LEAVING is a psychologically astute story of a second-chance love affair and its many consequences
LEAVING is a love story about and for “mature” adults. Most stories of passionate love feature young people, but LEAVING is the story of two 60-year-olds who reconnect nearly 40 years after their college love affair ended due to a misunderstanding. Sarah is a widow and Warren is married but unhappy. His wife, Janet, possesses many positive qualities but he has become dissatisfied and restless because she is not intellectually suited to him, an architect, traveler, and lover of opera. Over the years, he has realized that they are not a good match. When he runs into Sarah at the opera, he realizes she was his true love, and their connection is instantly re-established and undeniable.
Roxana Robinson expertly handles the fallout from their affair, exploring the many moral and practical consequences of their decision to proceed despite some misgivings. Sarah worries about being a homewrecker and violating the code of the sisterhood. But her concerns are no match for the intellectual and sexual passion she and Warren share. After all, he is unhappy in his marriage and the moral dilemma is his, not hers, she thinks. She’s self-aware enough to realize how cliched the situation and her rationalizations are, but she has been alone a long time and also believes she should have married Warren all those years ago.
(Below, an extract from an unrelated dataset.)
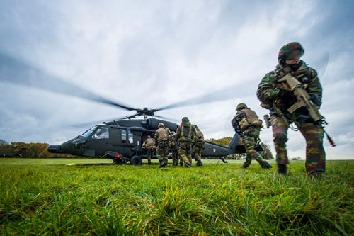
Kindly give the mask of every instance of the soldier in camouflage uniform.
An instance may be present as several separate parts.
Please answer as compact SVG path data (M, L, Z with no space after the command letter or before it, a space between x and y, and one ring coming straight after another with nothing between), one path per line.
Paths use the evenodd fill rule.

What to do?
Warren’s twenty-something daughter, Kat, is furious about his betrayal of her mother and destruction of the family unit upon which she has constructed her life. She is a fierce and determined adversary, and an expert emotional manipulator, particularly as her wedding is coming up. Her actions force Warren to examine his various identities (man, husband, father, architect/employer) in an attempt to craft a workable solution personally and practically.
Robinson allows us to see the affair from the participants’ point of view as well as from the perspective of Janet, Kat, and Sarah’s adult children, Meg and Josh. Robinson has created complex, believable characters and examines their thoughts, emotions, and actions with her usual psychologically astute approach. By the halfway mark, I saw three or four potential climaxes, all bad, but I remained absorbed in the story as it played out in a slightly different manner than I’d expected.
Like the opera at which Sarah and Warren bump into each other in the first chapter, LEAVING is about passion, honor, betrayal, and choosing the life you want. Our inability to accurately predict the consequences of these choices is just one of the reasons they often lead to heartbreak and even tragedy.